Mexico: Townspeople kidnap lawmakers to seek mayor's ouster

SAN CRISTOBAL DE LAS CASAS, Mexico (AP) — A group of indigenous Mexicans kidnapped two lawmakers in the southern state of Chiapas, held them overnight and finally freed them unharmed Thursday after the state congress agreed to replace the mayor of their town.

Legislative President Eduardo Ramirez Aguilar and his colleague Carlos Penagos had met with angry Tzotzil Indians on Wednesday in the cathedral of the city of San Cristobal de las Casas to discuss their grievances against then-Mayor Rosa Perez.

However the group forcibly took the lawmakers into custody and brought them to their highland hamlet of Chenalho, roughing up some aides and damaging cars in the process.

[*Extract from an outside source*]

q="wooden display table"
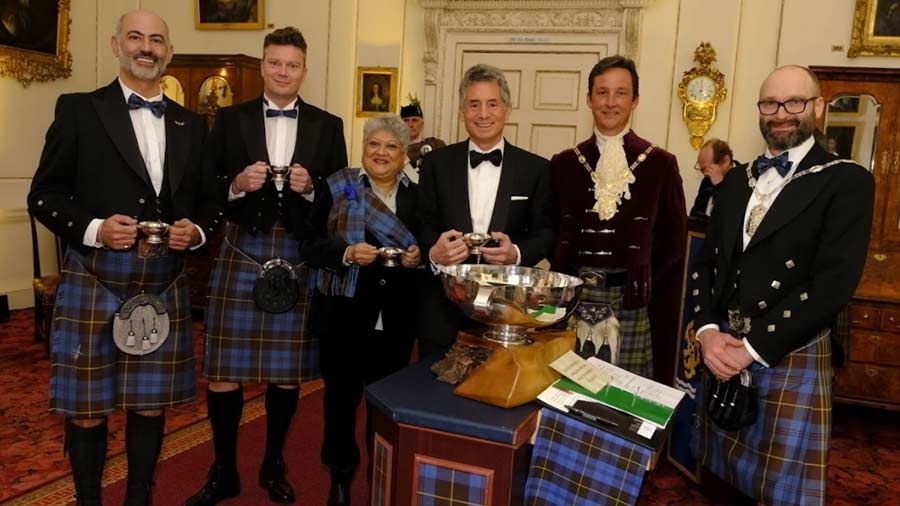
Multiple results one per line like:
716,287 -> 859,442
366,361 -> 538,506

Townspeople tied the men up in a kiosk and threatened to kill them if no agreement was reached.

Ramirez and Penagos were released after the state congress announced that it was installing a new mayor and opening an investigation into Perez.

A state police official who was not authorized to discuss the case publicly and spoke on condition of anonymity said the officials were in good health and back with their families in Tuxtla Gutierrez, the state capital.

The Tzotzil group accuses Perez of corruption, abuse of power, diverting resources for personal enrichment and failing to complete community construction projects.

Perez, the second female mayor to be forced out of office in Chiapas recently, has accused her detractors of not "tolerating that a woman would govern in a traditionalist town where by practice and custom men are usually in command."

Political analyst Carolina Rodriguez said the conflict in Chenalho owes much to the fact that "it's a woman, not a man, who is in charge, and in a region where machismo and religious customs persist, they will always be against women occupying important public positions."

The newly designated substitute mayor, Miguel Santiz Alvarez, is a man.